TPG Telecom launches S$10-a-month mobile plan in Singapore, deepening price war

March 31st, 2020 | by Alfred Siew
TPG Telecom launches S$10-a-month mobile plan in Singapore, deepening price war

TPG Telecom launched a 4G mobile service in Singapore today that costs just S$10 a month for 50GB of data, offering an attractive deal to consumers but bringing into question the sustainability of the ongoing price war in the country’s telecom market.

The no-contract plan also provides 300 minutes of local calls and 30 local SMSes, making it the most generous of offerings in a market that has already seen unprecedented competition in the past three years.

The new service comes more than three years after the Australia-based telecom operator won the bid to be the fourth player in the Republic, joining Singtel, StarHub and M1.

Before the commercial service today, it had delivered a free trial to 400,000 users since December 2018. They can now sign up for the new deal to become full customers, the company said today in a conference call with reporters.

The bad news for TPG is that in the time it has taken to launch its 4G service, rivals have already engaged in a costly price war that has dragged profits down and fuelled talk of consolidation.

Now that it is in the race, TPG has had to deliver a service at rock-bottom prices that are hard to increase in future. Unless it expands to other services, such as those for corporate customers, it is hard to see this S$10-a-month deal recouping the costs it has paid out so far.

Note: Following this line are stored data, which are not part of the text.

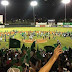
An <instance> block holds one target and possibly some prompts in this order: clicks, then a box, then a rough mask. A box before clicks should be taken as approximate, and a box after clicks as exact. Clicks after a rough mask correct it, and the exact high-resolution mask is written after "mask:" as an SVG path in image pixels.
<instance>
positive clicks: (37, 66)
mask: <svg viewBox="0 0 72 72" xmlns="http://www.w3.org/2000/svg"><path fill="white" fill-rule="evenodd" d="M34 47H35V46H34V44H33V45H32V47H31V48H29V47H25V45H24V44H23V46H22V48H21V50H20V49H19V50H18V49H16V50H13V49H1V50H0V72H7V71H8V72H11V71H10V70H11V68H17V69H19V70H20V72H64V71H66V72H67V71H68V72H72V49H71V48H69V50H66V51H64V52H63V51H62V49H61V47H60V45H59V46H58V47H56V48H55V50H54V52H46V51H45V50H42V49H40V50H39V49H37V50H35V49H34Z"/></svg>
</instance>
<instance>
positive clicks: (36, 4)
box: [30, 1, 38, 6]
mask: <svg viewBox="0 0 72 72" xmlns="http://www.w3.org/2000/svg"><path fill="white" fill-rule="evenodd" d="M37 4H38V3H37V1H32V2H31V3H30V5H31V6H37Z"/></svg>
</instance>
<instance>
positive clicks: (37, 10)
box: [0, 0, 72, 20]
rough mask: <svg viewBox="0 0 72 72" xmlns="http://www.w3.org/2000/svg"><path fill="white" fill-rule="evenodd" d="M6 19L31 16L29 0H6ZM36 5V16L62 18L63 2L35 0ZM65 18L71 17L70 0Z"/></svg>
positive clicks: (31, 10)
mask: <svg viewBox="0 0 72 72" xmlns="http://www.w3.org/2000/svg"><path fill="white" fill-rule="evenodd" d="M8 1H9V3H10V4H9V6H7V19H8V20H9V19H11V18H13V19H17V18H18V19H19V18H20V19H26V18H29V19H30V18H33V10H32V7H31V6H30V1H31V0H8ZM37 1H38V6H36V7H35V14H36V18H40V17H42V18H43V17H45V18H48V19H54V18H55V19H57V20H59V19H64V4H62V3H61V0H37ZM0 2H1V0H0ZM0 14H4V6H2V5H1V4H0ZM67 18H72V0H71V3H69V4H68V5H67Z"/></svg>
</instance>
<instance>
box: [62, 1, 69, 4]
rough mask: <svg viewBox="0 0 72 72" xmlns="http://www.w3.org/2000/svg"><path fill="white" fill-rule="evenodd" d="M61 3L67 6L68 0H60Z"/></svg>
mask: <svg viewBox="0 0 72 72" xmlns="http://www.w3.org/2000/svg"><path fill="white" fill-rule="evenodd" d="M62 3H64V4H68V3H70V0H62Z"/></svg>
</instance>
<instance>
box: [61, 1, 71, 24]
mask: <svg viewBox="0 0 72 72" xmlns="http://www.w3.org/2000/svg"><path fill="white" fill-rule="evenodd" d="M62 3H64V4H65V23H66V5H67V4H68V3H70V0H62Z"/></svg>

Even if it wins as much as 10 per cent of the more than 9 million subscriptions in Singapore in the first year, that would be 900,000 subscriptions multiplied by S$10 a month. In other words, S$9 million a month or S$108 million a year.

That revenue – not profit – just about covers the S$105 million that TPG paid for the licence to operate in Singapore in 2016. There are also the network and other operating costs that could quickly bring into question how sustainable the strategy is.

Quizzed on this, TPG Singapore’s acting chief executive officer, Richard Tan, said the telco is looking to be profitable in the long term.

However, he would not be drawn into sharing market share targets or further plans down the road that could bring in more revenue for the company.

How well the company does in the future depends partly on whether it can win one of the two nationwide 5G licences from the government regulator in the coming months.

If it does so, it could be in a pole position in the long term to challenge the Big Three incumbents. However, there would be a costly price to pay for a spanking new 5G network just as it is starting to recoup what it had splashed out for a 4G one.

If it loses out, it could still be a virtual 5G player by licensing the network from the two winners, which would be Singtel and a StarHub-M1 consortium. It could still do battle on the 4G front and have a foot in the 5G market without a huge outlay, especially at an inopportune time now.

In both scenarios, however, the challenges are steep. There are no low-hanging fruit anymore, at least not in the consumer space, where the market is highly saturated.

TPG Singapore could follow the recent route of StarHub and M1 by offering, say, Internet of Things (IoT) connectivity to corporations, but it would be fighting a formidable Singtel that has been in that corporate space years earlier.

Plus, for enterprises and business customers, you cannot just turn up and offer a plain, dumb pipe. You have to put a solution around the network. That takes time and talent to deliver.

For now, TPG’s best bet appears to be gaining enough momentum by broadening its market share. Its S$10-a-month consumer plan is easy to understand and will tempt some users to switch from what’s in the market, typically a S$20 service that offers about 20GB to 30GB.

Incidentally, MyRepublic tried to crash the party today by launching a similar S$10 plan, though it offers only 6GB for that price and throttled-down speeds afterwards. Perhaps it knows something that TPG doesn’t.

In the short term, consumers appear to be in for some good deals. However, some might be wary that the current situation may not be sustainable in the long term.

Earlier this month, Zero Mobile, an Australia-based virtual operator that promised cheap unlimited data plans, was suspended and blacklisted by the Singapore regulator over outstanding billing disputes with customers. It had left the market abruptly in December 2019.

TPG appears to be in firmer financial footing, going by the investment it has put into building a nationwide 4G network. However, independent tests have shown a lack of coverage in underground tunnels and MRT stations, calling into question the quality of its service.

Asked about this, TPG’s Tan said that the company is on track to meet the government regulator’s requirements for islandwide coverage.

That could be an important factor that consumers increasingly look for. Even if a service is cheap, a good connection is a minimum requirement.